Polyisoprene is, strictly speaking, a collective name for polymers that are produced by polymerization of isoprene. In practice polyisoprene is commonly used to refer to synthetic cis-1,4-polyisoprene, made by the industrial polymerisation of isoprene. Natural forms of polyisoprene are also used in substantial quantities, the most important being "natural rubber" (99.99% cis-1,4-polyisoprene), which is derived from the sap of trees. Both synthetic polyisoprene and natural rubber are highly elastic and consequently used in a variety of applications, such as making tires.

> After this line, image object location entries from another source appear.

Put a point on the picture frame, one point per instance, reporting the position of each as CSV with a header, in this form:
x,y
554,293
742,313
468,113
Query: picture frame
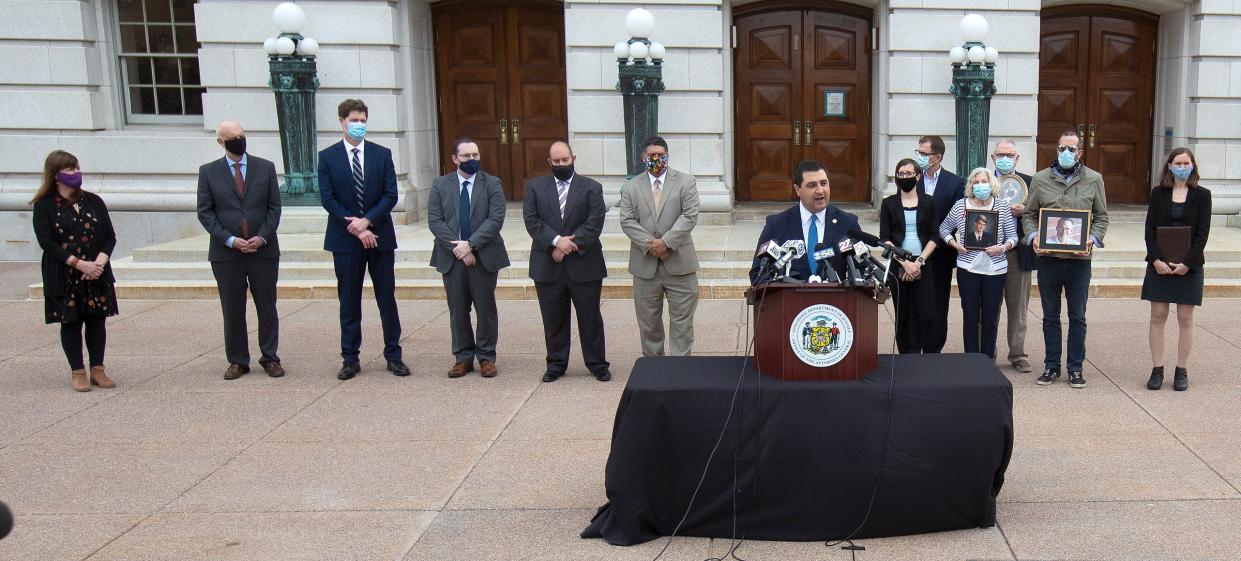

The trans isomer, which is much harder than the cis isomer, has also seen significant use in the past. It too has been synthesised and extracted from plant sap, the latter resin being known as gutta-percha. These were widely used as an electrical insulator and as components of golf balls. Annual worldwide production of synthetic polyisoprene was 13 million tons in 2007 and 16 million tons in 2020.

== Synthesis ==

Four isomers of polyisoprene

In principle, the polymerization of isoprene can result in four different isomers. The relative amount of each isomer in the polymer is dependent on the mechanism of the polymerization reaction.

Anionic chain polymerization, which is initiated by n-Butyllithium, produces cis-1,4-polyisoprene dominant polyisoprene. 90–92% of repeating units are cis-1,4-, 2–3% trans-1,4- and 6–7% 3,4-units.

Coordinative chain polymerization: With Ziegler–Natta catalyst TiCl_{4}/Al(i-C_{4}H_{9})_{3}, a more pure cis-1,4-polyisoprene similar to natural rubber is formed. With Ziegler–Natta catalyst VCl_{3}/Al(i-C_{4}H_{9})_{3}, trans-dominant polyisoprene is formed.

1,2 and 3,4 dominant polyisoprene is produced MoO_{2}Cl_{2} catalyst supported by phosphorus ligand and Al(OPhCH_{3})(i-Bu)_{2} co-catalyst.

== History ==
The first reported commercialisation of a stereoregular poly-1,4-isoprene with > 90% cis (90% to 92%) was in 1960 by the Shell Chemical Company. Shell used an alkyl lithium catalyst. 90% cis-1,4 content proved insufficiently crystalline to be useful.

In 1962, Goodyear succeeded in making a 98.5% cis polymer using a Ziegler-Natta catalyst, and this went on to commercial success.

== Usage ==
Natural rubber and synthetic polyisoprene are used primarily for tires. Other applications include latex products, footwear, belting, hoses, and condoms.

Natural gutta-percha and synthetic trans-1,4-polyisoprene were used for golf balls.